Winning by Playing It Steady: Why DeepSeek Can Hold Its Ground in the Stock Market Too | Yunqi Tech π

云启资本·October 30, 2025·33·2

A Real-World AI Race

For the longest time, benchmarking large language models has been confined to Q&A, reasoning tasks, and standardized tests. But financial markets are a more authentic, more adversarial, and more unforgiving environment — one where you simply can't "memorize the answers."

Recently, two experiments by Nof1 and a University of Hong Kong team — pitting AI against the task of trading stocks and crypto — are pushing AI evaluation toward a dimension closer to the real world: when faced with risk and uncertainty, which models are better at modeling the world, reading sentiment, and making steady choices?
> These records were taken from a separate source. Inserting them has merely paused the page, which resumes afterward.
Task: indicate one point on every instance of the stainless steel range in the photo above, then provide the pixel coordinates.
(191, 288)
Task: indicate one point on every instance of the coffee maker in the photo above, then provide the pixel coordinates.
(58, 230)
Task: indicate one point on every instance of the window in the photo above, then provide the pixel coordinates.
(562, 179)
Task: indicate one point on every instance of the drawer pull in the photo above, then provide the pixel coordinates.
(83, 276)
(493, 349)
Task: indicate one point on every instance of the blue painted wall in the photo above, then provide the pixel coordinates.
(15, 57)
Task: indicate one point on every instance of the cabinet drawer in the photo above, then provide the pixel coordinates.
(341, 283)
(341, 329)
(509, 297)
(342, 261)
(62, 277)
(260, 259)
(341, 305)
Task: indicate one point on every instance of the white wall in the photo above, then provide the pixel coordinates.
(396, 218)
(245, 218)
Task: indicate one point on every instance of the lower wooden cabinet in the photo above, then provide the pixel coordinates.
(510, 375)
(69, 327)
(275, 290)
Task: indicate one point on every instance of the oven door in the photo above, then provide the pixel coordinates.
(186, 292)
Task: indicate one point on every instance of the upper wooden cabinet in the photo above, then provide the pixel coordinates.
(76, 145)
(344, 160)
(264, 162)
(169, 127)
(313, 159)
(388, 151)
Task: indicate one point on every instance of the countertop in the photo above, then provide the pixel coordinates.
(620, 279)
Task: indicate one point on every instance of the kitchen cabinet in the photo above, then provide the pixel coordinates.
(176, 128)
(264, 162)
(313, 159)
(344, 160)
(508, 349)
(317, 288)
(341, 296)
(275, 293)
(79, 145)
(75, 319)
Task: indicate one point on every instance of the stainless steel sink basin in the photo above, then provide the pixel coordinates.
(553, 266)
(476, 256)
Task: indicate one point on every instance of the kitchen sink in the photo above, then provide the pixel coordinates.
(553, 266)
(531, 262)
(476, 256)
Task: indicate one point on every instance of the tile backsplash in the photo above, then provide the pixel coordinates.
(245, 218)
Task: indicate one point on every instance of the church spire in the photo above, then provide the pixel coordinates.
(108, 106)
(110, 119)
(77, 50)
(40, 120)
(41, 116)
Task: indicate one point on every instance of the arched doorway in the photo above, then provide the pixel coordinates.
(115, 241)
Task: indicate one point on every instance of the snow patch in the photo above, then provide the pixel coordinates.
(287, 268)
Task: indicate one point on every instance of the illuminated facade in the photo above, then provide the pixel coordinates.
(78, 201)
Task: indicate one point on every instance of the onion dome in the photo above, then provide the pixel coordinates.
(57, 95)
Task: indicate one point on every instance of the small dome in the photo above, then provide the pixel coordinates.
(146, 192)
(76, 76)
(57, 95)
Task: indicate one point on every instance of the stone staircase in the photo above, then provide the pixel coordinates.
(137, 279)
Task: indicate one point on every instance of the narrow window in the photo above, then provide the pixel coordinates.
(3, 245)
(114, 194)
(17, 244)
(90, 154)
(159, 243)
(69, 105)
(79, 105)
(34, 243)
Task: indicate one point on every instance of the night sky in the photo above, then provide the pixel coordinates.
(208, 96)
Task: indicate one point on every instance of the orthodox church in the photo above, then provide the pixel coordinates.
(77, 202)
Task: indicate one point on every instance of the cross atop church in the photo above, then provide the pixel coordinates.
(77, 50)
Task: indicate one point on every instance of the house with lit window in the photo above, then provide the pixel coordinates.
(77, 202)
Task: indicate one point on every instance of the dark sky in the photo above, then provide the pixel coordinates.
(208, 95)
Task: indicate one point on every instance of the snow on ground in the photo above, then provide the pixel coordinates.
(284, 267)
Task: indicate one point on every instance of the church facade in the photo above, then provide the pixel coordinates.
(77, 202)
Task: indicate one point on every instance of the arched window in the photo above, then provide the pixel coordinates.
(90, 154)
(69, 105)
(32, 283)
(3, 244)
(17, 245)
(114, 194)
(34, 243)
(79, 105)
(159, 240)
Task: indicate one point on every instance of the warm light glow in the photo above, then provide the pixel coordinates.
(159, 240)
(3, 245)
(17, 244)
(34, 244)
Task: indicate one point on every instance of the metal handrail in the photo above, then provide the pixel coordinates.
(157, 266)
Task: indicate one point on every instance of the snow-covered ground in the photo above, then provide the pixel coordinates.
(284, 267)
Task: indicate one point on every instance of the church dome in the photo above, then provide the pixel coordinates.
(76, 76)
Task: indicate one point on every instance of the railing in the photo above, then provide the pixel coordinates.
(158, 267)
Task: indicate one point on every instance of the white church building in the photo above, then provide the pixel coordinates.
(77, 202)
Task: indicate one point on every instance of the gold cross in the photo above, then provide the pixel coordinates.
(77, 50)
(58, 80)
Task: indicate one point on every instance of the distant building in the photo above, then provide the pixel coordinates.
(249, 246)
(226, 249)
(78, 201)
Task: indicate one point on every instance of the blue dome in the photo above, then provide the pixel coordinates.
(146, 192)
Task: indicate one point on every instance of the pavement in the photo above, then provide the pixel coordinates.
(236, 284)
This episode of "Yunqi Tech π" breaks it down for you.

This article is republished from DeepTech (excerpted).

Original headline: US-China AI Trading Results Are In: DeepSeek and Qwen Win with Steady Strategies, Gemini's High-Frequency Approach Fails

Recently, Nof1, a US-based lab billing itself as the first AI lab focused on financial markets, launched an experimental platform that pits multiple large language models against each other in live, automated trading. The project is called Alpha Arena — an LLM live-trading competition.

(Source: https://nof1.ai/)

The inaugural season invited six mainstream LLMs to compete head-to-head. The overseas models were OpenAI's GPT-5, Google's Gemini 2.5 Pro, xAI's Grok 4, and Anthropic's Claude Sonnet 4.5; the domestic models were Alibaba's Qwen3 Max and DeepSeek V3.1.

Since the competition began, the models' performance has diverged dramatically, revealing distinct trading personalities. As of press time, DeepSeek V3.1 holds the highest returns, with Qwen3 Max close behind. GPT-5 and Gemini 2.5 Pro, meanwhile, sit at the bottom of the rankings.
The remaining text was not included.